Le retour en France après la guerre referme le grand cycle migratoire de Moïse Kisling. Après la fin de la guerre, il revint. Le peintre retrouva la France et le Midi méditerranéen, dont la lumière avait nourri une part importante de son œuvre, et où il poursuivit sa carrière jusqu'à sa mort, survenue en 1953. Moïse Kisling mourut le 29 avril 1953.
La postérité de la lignée se mesure à deux aunes. D'une part, l'œuvre : un corpus considérable, recensé et dispersé dans les collections publiques et privées du monde entier, qui fait aujourd'hui de Kisling l'un des noms les plus cotés de l'École de Paris. D'autre part, la descendance familiale, qui veilla sur cet héritage. La tradition rapporte que ses fils contribuèrent à la conservation et à l'authentification de l'œuvre paternelle, établissant le catalogue raisonné qui fait autorité — démarche par laquelle le nom Kisling, d'abord patronyme d'une famille juive de Cracovie, devint une référence de l'histoire de l'art. Ici, la mémoire familiale et l'archive savante se répondent et se confirment mutuellement : ce que la famille transmet de la vie du peintre recoupe, dans ses grandes lignes, ce qu'établissent les catalogues et les notices encyclopédiques.
Ainsi la lignée Kisling offre-t-elle, en une seule trajectoire exemplaire, le condensé d'un destin juif européen : l'enracinement galicien, le déplacement vers l'Occident, l'intégration française payée du sang, l'exil devant la barbarie, le retour enfin, et la transmission d'un nom devenu œuvre.
Au terme de ce parcours, le nom de Kisling apparaît comme un point de convergence où se nouent plusieurs histoires : celle, conjecturale, d'un patronyme ashkénaze aux racines germaniques ou yiddish incertaines ; celle, documentée, de la Galicie juive et de la Cracovie des Habsbourg ; celle, enfin, éclatante, d'un peintre qui porta ce nom jusqu'aux sommets de l'art du XXe siècle.
La lignée Kisling, telle que les sources permettent de la reconstituer, illustre la condition juive d'Europe centrale dans toute sa tension : entre fidélité à la tradition et désir d'émancipation, entre enracinement local et mobilité forcée, entre la mémoire transmise et l'archive vérifiable. De la modeste famille de Cracovie au citoyen français blessé pour sa patrie d'adoption, de l'élève de Pankiewicz au maître de Montparnasse, de l'exilé de 1940 au peintre rentré au pays, c'est tout le destin du judaïsme européen du premier XXe siècle qui se reflète dans cette unique trajectoire.

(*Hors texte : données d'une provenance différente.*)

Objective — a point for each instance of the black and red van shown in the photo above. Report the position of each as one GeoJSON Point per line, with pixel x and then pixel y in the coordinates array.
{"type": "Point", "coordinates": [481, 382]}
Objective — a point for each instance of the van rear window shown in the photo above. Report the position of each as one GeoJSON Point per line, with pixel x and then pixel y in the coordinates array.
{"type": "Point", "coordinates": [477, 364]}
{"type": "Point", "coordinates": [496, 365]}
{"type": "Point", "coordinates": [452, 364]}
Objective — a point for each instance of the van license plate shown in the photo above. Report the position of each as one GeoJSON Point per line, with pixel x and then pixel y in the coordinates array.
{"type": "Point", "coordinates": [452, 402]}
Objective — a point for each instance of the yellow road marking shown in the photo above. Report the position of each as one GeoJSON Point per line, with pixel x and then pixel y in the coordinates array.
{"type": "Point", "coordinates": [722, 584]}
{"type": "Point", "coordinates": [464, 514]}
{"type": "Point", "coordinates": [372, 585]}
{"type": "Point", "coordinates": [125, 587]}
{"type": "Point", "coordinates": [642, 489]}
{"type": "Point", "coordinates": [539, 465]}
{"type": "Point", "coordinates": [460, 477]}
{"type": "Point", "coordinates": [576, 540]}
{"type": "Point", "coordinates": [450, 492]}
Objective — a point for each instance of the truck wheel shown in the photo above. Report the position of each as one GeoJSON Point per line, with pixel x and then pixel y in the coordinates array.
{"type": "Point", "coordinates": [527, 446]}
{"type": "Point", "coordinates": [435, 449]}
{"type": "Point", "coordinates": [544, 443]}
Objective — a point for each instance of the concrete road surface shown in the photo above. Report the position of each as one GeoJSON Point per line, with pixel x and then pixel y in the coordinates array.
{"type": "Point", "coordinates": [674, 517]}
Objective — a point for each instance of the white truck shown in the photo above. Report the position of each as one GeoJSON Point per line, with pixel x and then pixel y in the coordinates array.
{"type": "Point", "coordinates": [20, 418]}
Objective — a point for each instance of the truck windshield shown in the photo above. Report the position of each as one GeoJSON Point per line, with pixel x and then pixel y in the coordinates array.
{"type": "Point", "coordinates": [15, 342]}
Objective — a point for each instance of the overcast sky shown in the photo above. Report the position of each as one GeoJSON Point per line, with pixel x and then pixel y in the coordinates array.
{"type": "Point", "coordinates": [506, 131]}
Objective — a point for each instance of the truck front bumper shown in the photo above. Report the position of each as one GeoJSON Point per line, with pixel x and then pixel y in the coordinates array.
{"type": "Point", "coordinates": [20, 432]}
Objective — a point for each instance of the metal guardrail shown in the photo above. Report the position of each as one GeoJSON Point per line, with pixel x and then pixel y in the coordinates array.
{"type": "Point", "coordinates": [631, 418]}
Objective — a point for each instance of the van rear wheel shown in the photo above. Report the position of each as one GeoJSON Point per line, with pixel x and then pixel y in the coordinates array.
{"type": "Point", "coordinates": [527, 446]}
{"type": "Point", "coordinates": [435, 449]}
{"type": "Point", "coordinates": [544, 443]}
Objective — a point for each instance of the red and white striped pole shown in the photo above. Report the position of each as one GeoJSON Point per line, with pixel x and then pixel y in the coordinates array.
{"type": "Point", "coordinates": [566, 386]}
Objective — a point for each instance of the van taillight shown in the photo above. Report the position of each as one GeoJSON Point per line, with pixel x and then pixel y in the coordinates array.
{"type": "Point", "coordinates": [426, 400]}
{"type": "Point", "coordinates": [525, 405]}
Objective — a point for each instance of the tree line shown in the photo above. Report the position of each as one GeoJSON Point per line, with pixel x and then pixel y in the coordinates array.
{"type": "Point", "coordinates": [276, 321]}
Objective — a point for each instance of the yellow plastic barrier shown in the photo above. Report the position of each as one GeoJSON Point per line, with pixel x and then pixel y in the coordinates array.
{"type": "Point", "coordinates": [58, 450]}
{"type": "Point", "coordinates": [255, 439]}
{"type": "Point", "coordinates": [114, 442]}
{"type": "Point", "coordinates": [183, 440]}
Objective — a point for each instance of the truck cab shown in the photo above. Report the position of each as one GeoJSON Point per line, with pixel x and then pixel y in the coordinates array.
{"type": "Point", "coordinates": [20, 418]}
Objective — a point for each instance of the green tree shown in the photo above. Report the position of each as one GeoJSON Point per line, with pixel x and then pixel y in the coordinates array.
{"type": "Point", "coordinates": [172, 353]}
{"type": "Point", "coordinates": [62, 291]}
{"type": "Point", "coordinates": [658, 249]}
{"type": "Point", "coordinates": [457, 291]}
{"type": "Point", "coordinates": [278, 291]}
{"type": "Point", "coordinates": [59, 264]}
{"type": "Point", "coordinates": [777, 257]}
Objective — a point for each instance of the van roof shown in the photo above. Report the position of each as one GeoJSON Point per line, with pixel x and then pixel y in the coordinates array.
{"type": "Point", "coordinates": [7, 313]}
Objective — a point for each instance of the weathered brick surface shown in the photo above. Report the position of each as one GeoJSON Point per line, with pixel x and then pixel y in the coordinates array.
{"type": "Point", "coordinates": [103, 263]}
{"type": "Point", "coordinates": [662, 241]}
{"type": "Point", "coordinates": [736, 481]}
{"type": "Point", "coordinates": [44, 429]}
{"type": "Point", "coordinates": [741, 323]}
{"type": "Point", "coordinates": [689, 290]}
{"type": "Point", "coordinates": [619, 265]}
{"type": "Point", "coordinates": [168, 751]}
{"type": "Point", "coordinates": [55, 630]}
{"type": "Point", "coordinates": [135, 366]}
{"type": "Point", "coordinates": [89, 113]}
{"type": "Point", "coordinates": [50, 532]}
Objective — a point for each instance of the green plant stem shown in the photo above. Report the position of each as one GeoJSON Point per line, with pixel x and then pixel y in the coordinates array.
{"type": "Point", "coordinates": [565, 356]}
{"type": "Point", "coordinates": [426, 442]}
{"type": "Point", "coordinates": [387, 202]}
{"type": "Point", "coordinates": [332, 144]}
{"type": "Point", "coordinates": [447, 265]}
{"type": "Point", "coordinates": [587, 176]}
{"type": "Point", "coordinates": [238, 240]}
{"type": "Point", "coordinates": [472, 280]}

Le « Grand Livre » ne saurait prétendre avoir épuisé les origines profondes du nom, qui restent largement enveloppées de conjecture. Mais il aura, du moins, restitué à la lignée Kisling sa profondeur historique, en montrant que derrière la gloire d'un peintre se tient toujours la longue patience d'une famille et d'un peuple.